GREENPEACE URGES TAIWAN TO END FORCED LABOR ON ITS FISHING BOATS
Greenpeace and 33 other human rights, environmental and labor organizations from around the world called on Taiwan's government to initiate reforms to address the "persistent and systemic issues of forced labor" on Taiwan's distant water fishing (DWF) fleets, Chiang Yi-ching reported for the Central News Agency (CNA) of Taiwan.
The demand comes as fish caught on Taiwan-registered vessels were classified as products of forced labor for the first time this year by the US State Department in October.
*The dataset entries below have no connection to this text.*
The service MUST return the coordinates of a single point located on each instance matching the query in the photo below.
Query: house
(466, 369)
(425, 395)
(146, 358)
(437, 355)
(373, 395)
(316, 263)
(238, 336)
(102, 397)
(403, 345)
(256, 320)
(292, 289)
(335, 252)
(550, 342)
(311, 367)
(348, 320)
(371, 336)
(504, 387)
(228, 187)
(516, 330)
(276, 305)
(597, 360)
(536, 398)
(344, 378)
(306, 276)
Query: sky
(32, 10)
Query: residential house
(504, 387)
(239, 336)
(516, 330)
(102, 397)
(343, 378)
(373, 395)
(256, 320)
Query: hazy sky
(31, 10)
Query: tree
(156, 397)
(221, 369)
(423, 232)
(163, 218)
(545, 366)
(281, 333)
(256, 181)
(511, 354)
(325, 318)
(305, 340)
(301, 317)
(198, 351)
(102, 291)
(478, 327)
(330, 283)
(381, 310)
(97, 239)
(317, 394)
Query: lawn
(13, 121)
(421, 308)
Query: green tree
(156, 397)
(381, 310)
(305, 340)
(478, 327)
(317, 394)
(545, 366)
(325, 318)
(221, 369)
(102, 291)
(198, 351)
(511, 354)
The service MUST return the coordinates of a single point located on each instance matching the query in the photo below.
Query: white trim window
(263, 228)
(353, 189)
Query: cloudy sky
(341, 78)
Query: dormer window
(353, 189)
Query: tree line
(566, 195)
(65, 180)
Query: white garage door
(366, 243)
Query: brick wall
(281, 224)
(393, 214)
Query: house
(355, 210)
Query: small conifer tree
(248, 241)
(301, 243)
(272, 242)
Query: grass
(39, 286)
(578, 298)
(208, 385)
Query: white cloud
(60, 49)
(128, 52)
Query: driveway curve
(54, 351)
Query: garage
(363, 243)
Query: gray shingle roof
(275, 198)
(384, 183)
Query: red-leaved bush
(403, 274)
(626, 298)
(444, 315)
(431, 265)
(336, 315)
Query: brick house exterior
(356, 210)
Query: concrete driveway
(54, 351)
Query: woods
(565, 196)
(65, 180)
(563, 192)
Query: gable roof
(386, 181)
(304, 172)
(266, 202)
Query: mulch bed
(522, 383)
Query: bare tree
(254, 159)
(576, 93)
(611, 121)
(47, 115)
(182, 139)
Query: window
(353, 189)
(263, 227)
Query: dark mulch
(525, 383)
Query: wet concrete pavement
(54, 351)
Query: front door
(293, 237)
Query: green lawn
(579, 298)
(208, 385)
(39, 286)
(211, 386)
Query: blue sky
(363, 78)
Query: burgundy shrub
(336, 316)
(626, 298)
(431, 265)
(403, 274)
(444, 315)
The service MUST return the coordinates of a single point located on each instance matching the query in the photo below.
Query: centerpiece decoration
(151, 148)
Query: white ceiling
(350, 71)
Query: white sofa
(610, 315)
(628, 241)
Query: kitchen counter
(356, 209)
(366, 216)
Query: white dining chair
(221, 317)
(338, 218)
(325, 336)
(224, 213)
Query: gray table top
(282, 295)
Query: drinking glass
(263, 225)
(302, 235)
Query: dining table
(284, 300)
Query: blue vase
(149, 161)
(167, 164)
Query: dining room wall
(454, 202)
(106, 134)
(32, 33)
This is further indication that reforms are needed, the coalition said in a statement.
"We call on the Taiwanese government to initiate structural reforms, and ensure fishing vessel owners and seafood traders adhere to all relevant international human rights, labor, and environmental standards," said Greenpeace senior adviser Andy Shen, who added that businesses around the world that source from Taiwanese fishing vessels are watching closely to see how the government in Taiwan responds.
Only when Taiwan's fishing vessel owners adhere to "international human rights, labor and environmental standards" can conditions improve for migrant fishers in the DWF industry, said Shen. First on the group's list of demands is that all migrant fishermen be protected under Taiwan's Labor Standards Act, which currently excludes them. Being included in the Act will mean they will be entitled to the same rights and protection as Taiwanese fishermen, the coalition said. Currently, the hiring and management of migrant fishermen is governed through a separate law, and they are under the purview of Taiwan's Fisheries Agency (FA) instead of the Ministry of Labor (MOL).